Advanced Zone-based Firewall Configuration
The advanced configuration of zone based firewalls, while not hard, can be confusing to understand without proper perspective of what is possible. While my previous article, “Basic Zone-Based Firewall Configuration” reviewed the steps required for configuring a basic zone based firewall, it did not review all of the capabilities of the feature. The zone based firewall feature is not just restricted to matching and applying policy to traffic based on layer 3/4 criteria. It also has application inspection and control (AIC) capability that enables deeper packet inspection; this provides the capability to apply policy based on layer 5 through 7 criteria.
It is important to understand the basic configuration of the zone-based firewall as the more advanced capabilities like URL filtering and HTTP inspection are configured by being nested inside an existing layer 3/4 policy. For example, all HTTP traffic could be matched and then be configured to be inspected by the stateful packet engine; it is only after this is already configured that these additional capabilities can be used. Because of this overlap, a primer section has been included.
This article adds to the concepts and configuration covered in the “Basic Zone-Based Firewall Fundamentals” and “Basic Zone Based Firewall Configuration” articles. Some of these are covered in this section.
As was covered in the other two articles, a zone based firewall configuration requires knowledge of a zone and a zone-pair. A zone (or security zone) is created for each part of the network that has an access/traffic control policy, the common ones being a private zone for inside the organizational network and a public zone for the Internet. A zone-pair is used to link different zones together and to apply policies between the two linked zones; these zone-pairs are unidirectional.

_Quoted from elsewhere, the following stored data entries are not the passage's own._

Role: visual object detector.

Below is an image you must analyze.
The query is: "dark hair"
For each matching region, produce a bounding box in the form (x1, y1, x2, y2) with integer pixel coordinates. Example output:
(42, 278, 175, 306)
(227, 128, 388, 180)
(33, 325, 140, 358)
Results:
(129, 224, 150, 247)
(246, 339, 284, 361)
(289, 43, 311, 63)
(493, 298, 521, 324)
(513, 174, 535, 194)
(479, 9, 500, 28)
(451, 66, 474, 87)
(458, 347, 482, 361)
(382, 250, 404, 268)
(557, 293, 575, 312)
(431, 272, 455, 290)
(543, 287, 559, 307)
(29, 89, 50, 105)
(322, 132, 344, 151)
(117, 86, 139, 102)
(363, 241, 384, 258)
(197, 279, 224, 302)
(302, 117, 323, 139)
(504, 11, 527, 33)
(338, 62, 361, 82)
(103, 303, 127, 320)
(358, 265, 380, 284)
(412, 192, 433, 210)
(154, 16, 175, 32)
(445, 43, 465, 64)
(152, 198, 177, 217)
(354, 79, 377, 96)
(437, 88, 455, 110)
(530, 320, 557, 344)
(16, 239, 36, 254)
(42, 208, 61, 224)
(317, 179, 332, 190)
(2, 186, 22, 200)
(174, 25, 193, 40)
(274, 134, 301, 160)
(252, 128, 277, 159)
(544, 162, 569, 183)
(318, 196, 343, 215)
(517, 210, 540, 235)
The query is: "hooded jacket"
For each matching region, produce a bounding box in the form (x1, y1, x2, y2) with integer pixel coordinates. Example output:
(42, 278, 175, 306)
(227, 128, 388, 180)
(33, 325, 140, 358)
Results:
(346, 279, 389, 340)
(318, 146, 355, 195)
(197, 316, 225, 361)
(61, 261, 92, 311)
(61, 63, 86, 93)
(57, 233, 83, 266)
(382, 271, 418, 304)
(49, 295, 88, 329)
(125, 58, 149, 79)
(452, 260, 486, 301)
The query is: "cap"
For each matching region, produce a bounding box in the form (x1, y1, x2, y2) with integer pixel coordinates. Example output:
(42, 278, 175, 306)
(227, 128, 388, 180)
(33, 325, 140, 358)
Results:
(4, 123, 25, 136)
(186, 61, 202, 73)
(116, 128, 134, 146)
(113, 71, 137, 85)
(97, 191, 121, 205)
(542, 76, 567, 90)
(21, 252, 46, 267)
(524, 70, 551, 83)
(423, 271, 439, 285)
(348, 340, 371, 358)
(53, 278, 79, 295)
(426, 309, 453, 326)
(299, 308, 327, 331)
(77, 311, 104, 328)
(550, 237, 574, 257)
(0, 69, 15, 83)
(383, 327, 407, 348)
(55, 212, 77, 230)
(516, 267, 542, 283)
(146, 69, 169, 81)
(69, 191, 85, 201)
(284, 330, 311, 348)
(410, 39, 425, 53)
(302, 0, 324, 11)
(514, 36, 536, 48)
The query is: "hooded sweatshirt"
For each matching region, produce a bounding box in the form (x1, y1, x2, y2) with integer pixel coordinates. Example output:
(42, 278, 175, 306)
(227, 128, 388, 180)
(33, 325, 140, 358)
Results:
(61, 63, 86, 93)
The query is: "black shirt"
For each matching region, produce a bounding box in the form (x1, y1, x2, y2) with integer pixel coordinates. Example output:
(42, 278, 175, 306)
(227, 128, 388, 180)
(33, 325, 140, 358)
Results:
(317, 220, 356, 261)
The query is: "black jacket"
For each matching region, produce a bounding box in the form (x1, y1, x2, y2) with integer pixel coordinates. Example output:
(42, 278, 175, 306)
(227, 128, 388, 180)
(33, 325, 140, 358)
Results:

A zone-based firewall configuration is implemented on Cisco equipment through the Cisco Common Classification Policy Language (C3PL) that closely resembles the Modular QoS CLI (MQC) structure. This configuration requires that the traffic subject to a policy be matched using a class-map which is in turn used inside a policy-map statement to link that traffic with a specific policy; this policy-map is then applied to a specific zone-pair using the service-policy command. The more advanced policy options are configured using C3PL as well, after an existing basic configuration has been completed.